A (pdf) diagram showing the various functions in the metafor package (and how they are related to each other) can be opened with the command vignette("metafor_diagram").

Finally, additional information about the package, several detailed analysis examples, examples of plots and figures provided by the package (with the corresponding code), some additional tips and notes, and a FAQ can be found on the package website at http://www.metafor-project.org/.

References

Cooper, H., Hedges, L. V., & Valentine, J. C. (Eds.) (2009). The handbook of research synthesis and meta-analysis (2nd ed.). New York: Russell Sage Foundation.

Gleser, L. J., & Olkin, I. (2009). Stochastically dependent effect sizes. In H. Cooper, L. V. Hedges, & J. C. Valentine (Eds.), The handbook of research synthesis and meta-analysis (2nd ed., pp. 357--376). New York: Russell Sage Foundation.

Hedges, L. V., & Olkin, I. (1985). Statistical methods for meta-analysis. San Diego, CA: Academic Press.

Hedges, L. V., & Vevea, J. L. (1998). Fixed- and random-effects models in meta-analysis. Psychological Methods, 3, 486--504.

Laird, N. M., & Mosteller, F. (1990). Some statistical methods for combining experimental results. International Journal of Technology Assessment in Health Care, 6, 5--30.

Mantel, N., & Haenszel, W. (1959).
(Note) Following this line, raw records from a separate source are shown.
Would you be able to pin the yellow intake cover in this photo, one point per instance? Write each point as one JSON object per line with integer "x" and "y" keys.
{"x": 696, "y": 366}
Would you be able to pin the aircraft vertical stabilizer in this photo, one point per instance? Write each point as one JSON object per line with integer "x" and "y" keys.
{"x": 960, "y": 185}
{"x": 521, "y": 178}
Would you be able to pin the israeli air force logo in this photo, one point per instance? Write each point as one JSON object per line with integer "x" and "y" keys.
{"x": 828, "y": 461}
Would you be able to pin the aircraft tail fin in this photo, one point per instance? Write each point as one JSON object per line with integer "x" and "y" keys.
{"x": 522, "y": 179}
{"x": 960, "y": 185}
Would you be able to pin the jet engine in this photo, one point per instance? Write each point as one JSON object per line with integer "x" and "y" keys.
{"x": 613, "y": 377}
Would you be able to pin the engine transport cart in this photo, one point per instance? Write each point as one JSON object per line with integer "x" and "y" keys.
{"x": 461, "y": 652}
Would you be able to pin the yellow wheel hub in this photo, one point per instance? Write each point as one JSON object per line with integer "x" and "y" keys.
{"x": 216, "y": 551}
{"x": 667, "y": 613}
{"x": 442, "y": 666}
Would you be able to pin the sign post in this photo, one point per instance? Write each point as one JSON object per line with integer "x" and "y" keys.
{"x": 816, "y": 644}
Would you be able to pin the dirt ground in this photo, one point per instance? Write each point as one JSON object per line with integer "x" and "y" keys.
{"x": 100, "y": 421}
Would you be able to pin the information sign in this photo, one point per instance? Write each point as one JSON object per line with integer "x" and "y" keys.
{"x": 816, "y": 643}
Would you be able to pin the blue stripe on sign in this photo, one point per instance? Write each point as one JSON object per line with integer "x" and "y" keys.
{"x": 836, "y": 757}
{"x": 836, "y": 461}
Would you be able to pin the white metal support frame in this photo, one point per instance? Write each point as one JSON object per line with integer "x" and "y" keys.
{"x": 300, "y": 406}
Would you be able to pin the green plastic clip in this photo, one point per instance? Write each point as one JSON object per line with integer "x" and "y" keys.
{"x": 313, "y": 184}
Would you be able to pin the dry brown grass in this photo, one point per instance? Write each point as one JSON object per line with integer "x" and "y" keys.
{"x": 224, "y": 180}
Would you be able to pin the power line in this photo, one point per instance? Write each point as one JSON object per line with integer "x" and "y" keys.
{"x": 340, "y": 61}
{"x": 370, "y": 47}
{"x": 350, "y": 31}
Statistical aspects of the analysis of data from retrospective studies of disease. Journal of the National Cancer Institute, 22, 719--748.

Viechtbauer, W. (2010). Conducting meta-analyses in R with the metafor package. Journal of Statistical Software, 36(3), 1--48. http://www.jstatsoft.org/v36/i03/.

Yusuf, S., Peto, R., Lewis, J., Collins, R., & Sleight, P. (1985). Beta blockade during and after myocardial infarction: An overview of the randomized trials. Progress in Cardiovascular Disease, 27, 335--371.